Introduction
Critiques of music can be traced to texts dating back to antiquity, but it was not until the eighteenth century that these critiques became the distinct category of writing known as “criticism.” In my dissertation, Sound Judgment: Ideologies of Listening and the Birth of English Music Criticism, I explore how this genre developed not through any emerging consensus over musical works, but through an intensifying disagreement over what qualified as authoritative judgment of those works. In eighteenth-century Britain, the rapid growth of print and performance multiplied the number of musical opinions and self-appointed arbiters of taste. The concept of “musical critic” and the genre of “musical criticism” emerged at this historical moment, when musical judges felt increasingly pressured to analyze not just the stage but also the growing number of opinionated listeners who used print to circulate their opinions more widely than ever before.

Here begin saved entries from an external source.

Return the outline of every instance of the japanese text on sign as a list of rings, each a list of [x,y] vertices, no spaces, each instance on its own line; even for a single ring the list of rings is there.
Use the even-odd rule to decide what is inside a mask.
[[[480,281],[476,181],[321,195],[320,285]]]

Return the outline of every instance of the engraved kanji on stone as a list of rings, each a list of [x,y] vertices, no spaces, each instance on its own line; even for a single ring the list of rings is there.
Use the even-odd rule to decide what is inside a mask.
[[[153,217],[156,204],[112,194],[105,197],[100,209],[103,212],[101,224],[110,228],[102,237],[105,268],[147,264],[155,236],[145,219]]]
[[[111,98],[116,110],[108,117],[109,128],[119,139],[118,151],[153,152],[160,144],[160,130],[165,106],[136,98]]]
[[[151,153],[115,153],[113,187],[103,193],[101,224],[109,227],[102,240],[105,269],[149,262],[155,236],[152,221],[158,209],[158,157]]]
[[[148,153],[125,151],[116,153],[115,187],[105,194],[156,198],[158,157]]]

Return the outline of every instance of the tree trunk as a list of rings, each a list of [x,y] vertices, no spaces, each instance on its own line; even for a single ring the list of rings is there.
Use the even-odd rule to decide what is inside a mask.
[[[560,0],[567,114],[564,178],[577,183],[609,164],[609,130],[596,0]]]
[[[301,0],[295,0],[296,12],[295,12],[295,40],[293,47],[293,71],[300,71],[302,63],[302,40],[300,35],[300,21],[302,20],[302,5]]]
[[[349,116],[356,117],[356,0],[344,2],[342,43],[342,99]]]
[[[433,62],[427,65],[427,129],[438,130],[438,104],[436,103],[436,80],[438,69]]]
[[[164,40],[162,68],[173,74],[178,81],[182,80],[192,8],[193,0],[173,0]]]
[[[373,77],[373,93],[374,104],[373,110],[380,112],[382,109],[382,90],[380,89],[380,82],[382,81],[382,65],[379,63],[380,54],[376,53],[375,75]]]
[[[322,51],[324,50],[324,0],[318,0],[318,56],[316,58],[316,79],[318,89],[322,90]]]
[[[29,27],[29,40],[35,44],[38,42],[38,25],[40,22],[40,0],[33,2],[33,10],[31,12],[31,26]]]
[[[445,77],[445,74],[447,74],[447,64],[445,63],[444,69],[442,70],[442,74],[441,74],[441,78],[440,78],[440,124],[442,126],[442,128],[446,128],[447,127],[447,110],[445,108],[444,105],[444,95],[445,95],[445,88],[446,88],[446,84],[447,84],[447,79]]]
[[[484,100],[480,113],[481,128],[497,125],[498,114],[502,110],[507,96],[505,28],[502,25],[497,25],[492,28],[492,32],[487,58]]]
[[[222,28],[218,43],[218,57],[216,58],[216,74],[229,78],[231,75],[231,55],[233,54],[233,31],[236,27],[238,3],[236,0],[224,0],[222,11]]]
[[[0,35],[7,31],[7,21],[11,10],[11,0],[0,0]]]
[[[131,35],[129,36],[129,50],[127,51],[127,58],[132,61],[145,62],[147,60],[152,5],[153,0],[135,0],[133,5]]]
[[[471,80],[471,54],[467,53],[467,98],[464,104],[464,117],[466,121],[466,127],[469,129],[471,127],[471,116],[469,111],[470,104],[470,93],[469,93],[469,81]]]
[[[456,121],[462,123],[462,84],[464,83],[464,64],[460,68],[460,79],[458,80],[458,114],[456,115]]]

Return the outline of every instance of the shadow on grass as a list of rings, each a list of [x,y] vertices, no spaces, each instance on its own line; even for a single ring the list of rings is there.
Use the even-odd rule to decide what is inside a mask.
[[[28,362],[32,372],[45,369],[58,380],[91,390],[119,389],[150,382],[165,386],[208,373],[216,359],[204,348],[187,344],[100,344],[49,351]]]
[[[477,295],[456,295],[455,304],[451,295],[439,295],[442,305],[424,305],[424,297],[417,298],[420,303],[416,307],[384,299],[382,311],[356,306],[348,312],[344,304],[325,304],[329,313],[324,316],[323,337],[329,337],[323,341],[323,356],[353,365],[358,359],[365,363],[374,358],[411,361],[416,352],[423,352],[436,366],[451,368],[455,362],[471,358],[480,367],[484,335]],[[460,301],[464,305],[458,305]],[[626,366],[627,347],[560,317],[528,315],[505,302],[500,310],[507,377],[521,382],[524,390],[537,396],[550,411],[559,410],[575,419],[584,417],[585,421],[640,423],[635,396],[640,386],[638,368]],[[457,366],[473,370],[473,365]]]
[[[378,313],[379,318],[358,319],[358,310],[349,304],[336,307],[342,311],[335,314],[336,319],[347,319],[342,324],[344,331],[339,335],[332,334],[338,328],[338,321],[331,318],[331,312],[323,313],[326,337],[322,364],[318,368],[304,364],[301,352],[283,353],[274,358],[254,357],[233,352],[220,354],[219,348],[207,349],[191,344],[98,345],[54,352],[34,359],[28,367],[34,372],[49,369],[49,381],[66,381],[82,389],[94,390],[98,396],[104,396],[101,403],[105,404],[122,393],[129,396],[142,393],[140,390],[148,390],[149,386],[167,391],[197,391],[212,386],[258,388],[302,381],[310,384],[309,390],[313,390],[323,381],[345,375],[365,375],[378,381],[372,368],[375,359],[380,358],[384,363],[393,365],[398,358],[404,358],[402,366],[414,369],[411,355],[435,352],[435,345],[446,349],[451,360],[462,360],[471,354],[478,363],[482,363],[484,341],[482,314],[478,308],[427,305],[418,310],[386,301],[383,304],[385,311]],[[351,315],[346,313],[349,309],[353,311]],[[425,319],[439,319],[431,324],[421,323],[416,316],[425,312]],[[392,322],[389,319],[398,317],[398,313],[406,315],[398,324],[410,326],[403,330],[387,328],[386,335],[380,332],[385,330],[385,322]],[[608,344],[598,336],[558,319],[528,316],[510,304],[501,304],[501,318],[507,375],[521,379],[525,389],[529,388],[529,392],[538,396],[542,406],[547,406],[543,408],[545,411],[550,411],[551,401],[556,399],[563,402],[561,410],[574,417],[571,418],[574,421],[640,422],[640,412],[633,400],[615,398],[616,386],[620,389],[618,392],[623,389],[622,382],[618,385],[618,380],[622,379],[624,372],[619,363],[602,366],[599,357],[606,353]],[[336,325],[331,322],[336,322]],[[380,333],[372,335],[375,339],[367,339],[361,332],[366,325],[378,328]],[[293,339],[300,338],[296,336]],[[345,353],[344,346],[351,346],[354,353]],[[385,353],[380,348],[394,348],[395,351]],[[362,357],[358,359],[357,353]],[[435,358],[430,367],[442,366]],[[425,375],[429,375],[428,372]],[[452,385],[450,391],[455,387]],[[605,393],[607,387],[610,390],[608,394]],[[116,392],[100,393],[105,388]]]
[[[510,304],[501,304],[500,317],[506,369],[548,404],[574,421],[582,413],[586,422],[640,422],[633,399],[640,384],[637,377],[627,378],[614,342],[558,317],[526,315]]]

The birth of music criticism is not a story primarily about music. It is a story about writers who scrutinized musical listeners — writers ranging from poetic geniuses to treasonous preachers. Meet these individuals by stepping back into their world, exploring the musical venues they attended, the music they heard, and the listeners they scrutinized from pulpits to periodicals. In recovering their stories, we can begin to see that music criticism has fallen into crisis today for some of the same reasons that the genre was created in the first place: authority in matters of musical opinion has become more ambiguous, with the rapid growth of new media forms and arbiters of musical taste.